Quel est l’avis de la commission ?
Les associations percevant des dons émettent des reçus fiscaux. Actuellement, les agents qui contrôlent ces structures doivent prendre des notes à la main et ne peuvent pas repartir avec les documents. L’article 20 bis que Mme Feld veut supprimer vise à aligner le contrôle des reçus fiscaux sur des procédures similaires, comme la vérification de la comptabilité ou l’instruction sur place des demandes de remboursement de crédit de TVA, dans lesquelles il est permis de prendre copie des documents. Suivre Mme Feld reviendrait à empêcher l’administration fiscale d’exercer pleinement ses missions et à priver ses agents, qui doivent à l’heure actuelle se promener avec des valises lorsqu’ils contrôlent des associations, de moyens un peu plus modernes. Je suis donc tout à fait défavorable à la suppression de l’article 20 bis.
Quel est l’avis du gouvernement ?
Défavorable.
La parole est à M. Théo Bernhardt.
Il nous reste soixante-trois amendements à examiner et une demi-heure de débat. Madame la présidente, pensez-vous prolonger la séance au-delà de 20 heures ou reprendre comme prévu à 21 h 30 ?
Je viens d’échanger avec un administrateur, qui m’a indiqué que, sauf accélération, finir nous amènerait vers 20 h 45, soit plus que la demi-heure de prolongation acceptable. Nous ferons le point dans une quinzaine de minutes.La parole est à M. Louis Boyard.
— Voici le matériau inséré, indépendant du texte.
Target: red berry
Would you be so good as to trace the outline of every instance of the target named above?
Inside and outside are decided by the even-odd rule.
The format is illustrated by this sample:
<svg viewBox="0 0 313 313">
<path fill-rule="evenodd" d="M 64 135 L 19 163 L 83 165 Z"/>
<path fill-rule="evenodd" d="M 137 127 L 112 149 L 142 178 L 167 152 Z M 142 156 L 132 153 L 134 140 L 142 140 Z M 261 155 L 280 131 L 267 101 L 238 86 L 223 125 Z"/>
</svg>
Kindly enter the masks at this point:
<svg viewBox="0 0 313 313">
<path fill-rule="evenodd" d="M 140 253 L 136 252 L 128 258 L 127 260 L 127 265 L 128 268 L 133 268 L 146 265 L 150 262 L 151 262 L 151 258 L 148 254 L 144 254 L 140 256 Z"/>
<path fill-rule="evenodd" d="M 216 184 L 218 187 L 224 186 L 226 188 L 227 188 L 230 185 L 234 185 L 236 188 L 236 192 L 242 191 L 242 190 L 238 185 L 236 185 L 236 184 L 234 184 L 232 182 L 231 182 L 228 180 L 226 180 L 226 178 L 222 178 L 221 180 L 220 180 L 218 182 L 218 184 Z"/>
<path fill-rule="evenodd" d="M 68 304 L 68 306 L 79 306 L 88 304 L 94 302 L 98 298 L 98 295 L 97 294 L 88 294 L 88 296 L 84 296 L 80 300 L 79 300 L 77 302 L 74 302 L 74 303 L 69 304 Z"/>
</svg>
En dépit de notre volonté d’avancer, je prends le temps d’attirer l’attention sur l’article 20 bis. Je note d’ailleurs qu’il n’inquiète pas que les Insoumis puisque l’honorable député Gernigon avait également déposé un amendement de suppression, qui n’a malheureusement pas été soutenu. Nous savons tous que, globalement, les associations sont bien contrôlées, par exemple quand elles reçoivent une subvention de la part d’une collectivité ou de la préfecture. Rien ne justifie donc cet article, issu du Sénat, qui étend le pouvoir de contrôle sur les associations. Même des députés centristes expliquent que la mesure prévue est totalement disproportionnée. Je sais que je n’ai rien à attendre d’eux, là-bas (L’orateur désigne les bancs du groupe RN),…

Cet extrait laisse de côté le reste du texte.